Russ, though not very big, was a sturdy young chap, and, seeing Mun Bun's legs sticking out from under a pile of blankets, he pulled on them. And, as Mun Bun was still fast to his legs, when Russ pulled on them he pulled his little brother out into view.

"Hi! Quit that! What you doin'?" Mun Bun wanted to know.

"I had to get you out," said Russ. "Where's Margy?"

Margy did not answer in words, but she did by crawling out from where she had been sitting next to Mun Bun.

Then out came Laddie, Vi and Rose, and all the six little Bunkers were accounted for.

"That drift was deeper than I thought it was," said Grandpa Ford. "The sled went up one side of it and just toppled over. It spilled you all out nice and easy."

And that is just what had happened. The sled had gone over on one side so slowly and gently that no one was caught under it. The six little Bunkers had been toppled out, still wrapped in the blankets in which they had ridden from Great Hedge.

"What are we going to do?" asked Russ. "How are we going to get home, Grandpa?"

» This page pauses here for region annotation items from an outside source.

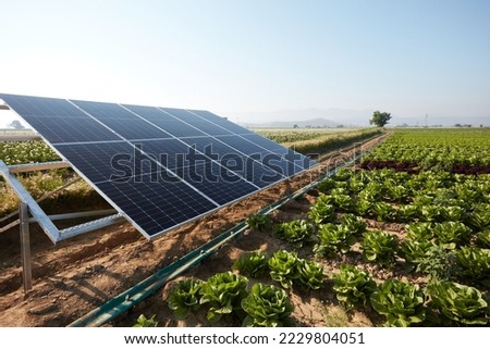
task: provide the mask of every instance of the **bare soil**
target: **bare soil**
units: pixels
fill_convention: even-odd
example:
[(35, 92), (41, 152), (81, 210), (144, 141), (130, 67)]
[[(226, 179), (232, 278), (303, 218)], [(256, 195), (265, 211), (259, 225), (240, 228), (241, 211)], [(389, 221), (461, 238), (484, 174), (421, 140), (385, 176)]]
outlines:
[[(366, 142), (364, 149), (375, 144), (376, 140)], [(338, 153), (322, 164), (332, 165), (351, 155), (348, 151)], [(19, 228), (0, 234), (0, 326), (66, 326), (265, 205), (304, 187), (323, 172), (324, 167), (303, 173), (155, 241), (147, 241), (131, 224), (124, 223), (53, 246), (37, 224), (32, 224), (34, 287), (26, 295), (22, 287)], [(315, 192), (311, 192), (277, 211), (273, 220), (305, 216), (314, 200)], [(205, 279), (231, 270), (233, 261), (242, 253), (254, 250), (272, 253), (286, 247), (271, 232), (248, 230), (183, 276)], [(304, 249), (299, 254), (308, 257), (310, 251), (310, 248)], [(326, 262), (326, 273), (331, 274), (338, 269), (336, 264)], [(173, 320), (164, 301), (173, 283), (175, 281), (108, 325), (131, 326), (142, 313), (146, 316), (157, 314), (162, 326), (209, 325), (205, 321), (206, 314), (199, 312), (186, 321)], [(376, 314), (343, 310), (336, 303), (331, 287), (311, 292), (295, 290), (290, 297), (294, 304), (293, 317), (299, 326), (371, 326), (379, 322)]]

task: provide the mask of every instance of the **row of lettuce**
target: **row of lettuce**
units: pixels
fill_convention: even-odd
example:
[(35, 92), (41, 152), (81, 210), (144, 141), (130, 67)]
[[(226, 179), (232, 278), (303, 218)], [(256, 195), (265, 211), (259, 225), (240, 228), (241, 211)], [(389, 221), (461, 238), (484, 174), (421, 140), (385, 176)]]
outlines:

"Well, I'll see about that in just a minute," answered Grandpa Ford. "I don't believe anything is broken. But I'll have to get help to lift the sled right side up again. Whoa, now, ponies!"

The horses, which Grandpa Ford called "ponies," just for fun, were turning to look at the overturned sled. The six little Bunkers stood in a row, also looking at what had happened.